While this impressive journey must inspire us to carry out the next generation of reforms surrounding the agriculture sector and allocate resources to invent the most essential technology of sustainable farming, we must admit there is hardly much scope for complacence. South Asia still seems most vulnerable to even minute variations in both internal and external factors such as small landholdings, resource constraints of the farming community, an inhospitable production environment like uncultivable hills and mountains, flood plains and unprotected coastal lines, and dwindling land and water resources.
A host of factors such as global climate change, barriers in agricultural trade, over-exploitation of resources and marginalisation of small farmers caused by capital and technology-intensive production system, biased and unfair food distribution system, ageing population, weakening resilience in the agricultural system, breakdown in the production system caused by high dependence on external inputs such as variety and chemicals, and trans-boundary issues can wreak havoc on not only agriculture but the entire ecology of the region.
Saarc and agriculture
The South Asian Association for Regional Corporation (Saarc) has identified agriculture as one of the priority areas for fostering regional cooperation since its inception in 1985. Over the years, Saarc leaders have continued to extend guidance and commitment towards bolstering cooperation in the area of agriculture and food security.
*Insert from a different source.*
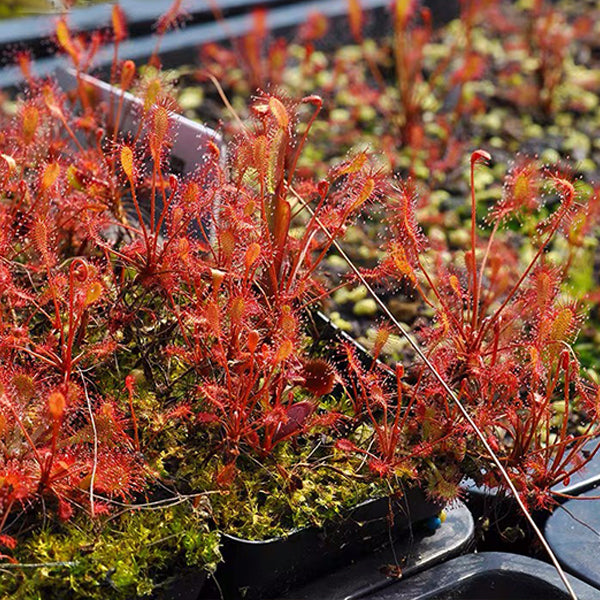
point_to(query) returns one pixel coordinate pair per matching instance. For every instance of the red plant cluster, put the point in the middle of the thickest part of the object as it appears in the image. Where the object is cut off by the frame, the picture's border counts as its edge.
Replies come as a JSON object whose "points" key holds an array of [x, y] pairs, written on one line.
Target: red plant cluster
{"points": [[143, 311], [136, 301], [501, 337]]}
In order to enhance cooperation in agriculture, Saarc has adopted several policy documents. The Colombo Statement on Food Security and Regional Food Security Strategies adopted during the 15th Summit, the Saarc Agricultural Vision 2020 adopted during the Agricultural Ministerial Meeting of 2008, and the Saarc Declaration of Food Security Strategy adopted during the Agricultural Ministerial Meeting held in Delhi in 2008 are some examples.
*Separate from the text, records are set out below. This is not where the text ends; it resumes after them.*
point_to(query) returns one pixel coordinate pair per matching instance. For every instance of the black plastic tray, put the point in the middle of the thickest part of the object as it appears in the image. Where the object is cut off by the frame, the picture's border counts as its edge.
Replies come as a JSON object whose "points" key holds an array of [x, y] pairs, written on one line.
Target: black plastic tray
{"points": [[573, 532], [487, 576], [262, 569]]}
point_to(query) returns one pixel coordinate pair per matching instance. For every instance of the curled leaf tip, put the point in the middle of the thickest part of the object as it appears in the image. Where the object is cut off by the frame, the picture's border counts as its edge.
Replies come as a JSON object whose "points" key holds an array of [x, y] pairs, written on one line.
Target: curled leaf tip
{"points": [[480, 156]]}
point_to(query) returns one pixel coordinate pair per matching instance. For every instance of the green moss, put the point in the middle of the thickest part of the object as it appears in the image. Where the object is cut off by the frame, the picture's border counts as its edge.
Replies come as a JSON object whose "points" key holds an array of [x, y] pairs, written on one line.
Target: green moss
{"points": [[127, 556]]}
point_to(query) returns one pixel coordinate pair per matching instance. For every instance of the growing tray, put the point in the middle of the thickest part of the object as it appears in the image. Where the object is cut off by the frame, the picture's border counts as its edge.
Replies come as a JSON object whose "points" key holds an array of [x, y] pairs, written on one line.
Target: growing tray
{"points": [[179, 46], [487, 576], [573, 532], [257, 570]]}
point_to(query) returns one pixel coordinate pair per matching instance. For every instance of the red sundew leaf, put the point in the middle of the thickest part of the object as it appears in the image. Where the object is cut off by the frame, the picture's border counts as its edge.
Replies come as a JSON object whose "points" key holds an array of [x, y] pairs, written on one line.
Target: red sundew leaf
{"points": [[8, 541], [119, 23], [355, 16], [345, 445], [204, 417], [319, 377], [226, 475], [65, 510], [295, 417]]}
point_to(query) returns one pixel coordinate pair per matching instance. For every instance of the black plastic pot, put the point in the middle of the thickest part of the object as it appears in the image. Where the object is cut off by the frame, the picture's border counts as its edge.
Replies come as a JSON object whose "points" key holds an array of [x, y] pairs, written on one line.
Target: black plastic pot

In recent years, Saarc has, in partnership with international organisations including the FAO, European Union, Asian Development Bank and various donor countries, completed projects to address pressing issues like combating trans-boundary animal diseases, improving epidemic alerting mechanisms, developing regional varieties in the crop sector and training Saarc agricultural scientists and practitioners. A number of capacity building projects are in the pipeline whose successful implementation will help transform the Saarc Agriculture Centre in Dhaka into a truly regional centre of excellence.
The 18th Saarc Summit that Nepal successfully hosted in November 2014 took some milestone decisions to bring dynamism in the region’s agricultural profile. Our leaders offered valuable directives to increase investment, promote research and development, facilitate technical cooperation and apply innovative, appropriate and reliable technologies in the agriculture sector for enhancing productivity. They also underscored the importance of promoting sustainable agriculture. The leaders urged that the Saarc Seed Bank Agreement be ratified soon and directed that the Seed Bank Board be constituted immediately. The leaders also directed the relevant Saarc bodies to finalise the establishment of a Regional Vaccine Bank and Regional Livestock Gene Bank.
It is high time the scientific and farming community of South Asia realigned their natural and knowledge resources to cope with the challenges emanating from the transformation in agriculture as an economic activity. Neither local and national nor regional-level initiatives will suffice to bring in the desired change, particularly in terms of overcoming the multifarious constraints arising out of agricultural transformation, unless timely action strategies are formulated and implemented forming a science-private-public level tripartite coalition.